[prev in list] [next in list] [prev in thread] [next in thread] 

List:       gallery-devel
Subject:    Re: [Gallery-devel] G2 translation: Japanese/multi-byte
From:       Jesse Mullan <jmullan () visi ! com>
Date:       2003-03-07 23:24:11
[Download RAW message or body]

--Kennichi Uehara <ken_w3m@yahoo.co.jp> wrote:
> Unfortunately, these two functions can not handle multi-byte characters.
> utf8_[de|en]code functions can convert only between
> ISO-8858-1 and UTF-8.
> iconv and mbstring is more better function.
> http://www.php.net/manual/en/ref.iconv.php
> http://www.php.net/manual/en/ref.mbstring.php
> But these are optional functions so not all PHP users can use these.
>
> # I'm studing about unicode...

I've said it before and I will say it again - this is a sticky wicket. 
You're probably more familiar than I am with multibyte characters, but 
here's some test items that I wrote when looking into this before.

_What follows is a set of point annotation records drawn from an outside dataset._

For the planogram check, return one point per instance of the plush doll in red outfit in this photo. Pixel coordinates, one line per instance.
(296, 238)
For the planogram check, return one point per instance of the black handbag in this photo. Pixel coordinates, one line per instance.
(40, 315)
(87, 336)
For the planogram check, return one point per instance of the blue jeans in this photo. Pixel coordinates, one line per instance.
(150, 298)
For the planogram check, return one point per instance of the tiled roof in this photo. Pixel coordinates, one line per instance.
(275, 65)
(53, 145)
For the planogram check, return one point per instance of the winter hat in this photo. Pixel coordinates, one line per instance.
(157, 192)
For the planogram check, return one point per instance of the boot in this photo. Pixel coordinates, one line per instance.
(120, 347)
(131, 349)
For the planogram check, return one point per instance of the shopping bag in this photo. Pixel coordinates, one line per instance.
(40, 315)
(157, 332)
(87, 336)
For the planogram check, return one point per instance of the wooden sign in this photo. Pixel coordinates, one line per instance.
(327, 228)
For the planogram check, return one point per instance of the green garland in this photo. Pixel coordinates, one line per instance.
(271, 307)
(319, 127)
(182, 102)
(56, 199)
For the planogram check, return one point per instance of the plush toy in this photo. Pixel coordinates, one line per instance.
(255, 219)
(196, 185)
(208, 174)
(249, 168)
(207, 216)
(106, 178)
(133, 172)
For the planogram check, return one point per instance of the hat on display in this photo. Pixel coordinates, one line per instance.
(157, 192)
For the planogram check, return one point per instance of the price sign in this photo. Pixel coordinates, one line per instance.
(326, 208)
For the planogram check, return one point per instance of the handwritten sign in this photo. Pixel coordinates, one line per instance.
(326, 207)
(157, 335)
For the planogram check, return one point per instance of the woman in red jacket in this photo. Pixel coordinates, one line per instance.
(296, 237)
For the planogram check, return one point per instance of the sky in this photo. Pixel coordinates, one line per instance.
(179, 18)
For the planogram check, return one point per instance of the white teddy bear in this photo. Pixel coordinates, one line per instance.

someone's unicode tool, written by accident:
http://jpmullan.com/tools/characters.php
http://jpmullan.com/tools/unicodetest.php

I'm wondering if we have a set of test strings and their hex values and 
encoding types in multiple languages.  That would probably be the best way 
to build a test rig.


Here's some information that I sent out earlier:
-------------------------------------------------
Okay, so I did some more research into this, and I'm sending it to the list 
so that I don't lose it.  I would comment more and/or draw a conclusion, 
but my girlfriend is trying to sleep and I should be too.

What I haven't figured out yet is what to test.  Should I cut and paste 
various Japanese characters into a form field and see how php and MySQL 
deal with them - independently of any gallery code?  Should I try adding 
UTF-8 text directly to MySQL?  What problem are we trying to solve?

Anyway, here are the additional links that I scanned today trying to find 
the right angle to attack this from.

MySQL and character sets
http://www.mysql.com/doc/C/h/Character_sets.html

Wait a minute!  Does this mean that text is stored as binary data within 
MySQL?
"a TEXT is a case-insensitive BLOB."
http://www.mysql.com/doc/B/L/BLOB.html

PostgreSQL and locales
http://www.postgresql.org/idocs/index.php?charset.html

contributed code utf8ToUnicodeEntities from
http://www.php.net/manual/en/function.utf8-decode.php
could be used


Various utf-8 and unicode documents:
http://www.cl.cam.ac.uk/~mgk25/unicode.html
http://www.unicode.org/
http://home.att.net/~jameskass/japanesetestutf.htm
http://www.columbia.edu/kermit/utf8.html
http://www.geocities.com/i18nguy/unicode-example.html
http://www.macchiato.com/unicode/Unicode_transcriptions.html
http://www.php.net/manual/en/function.utf8-encode.php

malformed test:
http://www.cl.cam.ac.uk/~mgk25/ucs/examples/UTF-8-test.txt



-------------------------------------------------------
This SF.net email is sponsored by: Etnus, makers of TotalView, The debugger 
for complex code. Debugging C/C++ programs can leave you feeling lost and 
disoriented. TotalView can help you find your way. Available on major UNIX 
and Linux platforms. Try it free. www.etnus.com
__[ g a l l e r y - d e v e l ]_________________________

[ list info/archive --> http://gallery.sf.net/lists.php ]
[ gallery info/FAQ/download --> http://gallery.sf.net ]
[prev in list] [next in list] [prev in thread] [next in thread] 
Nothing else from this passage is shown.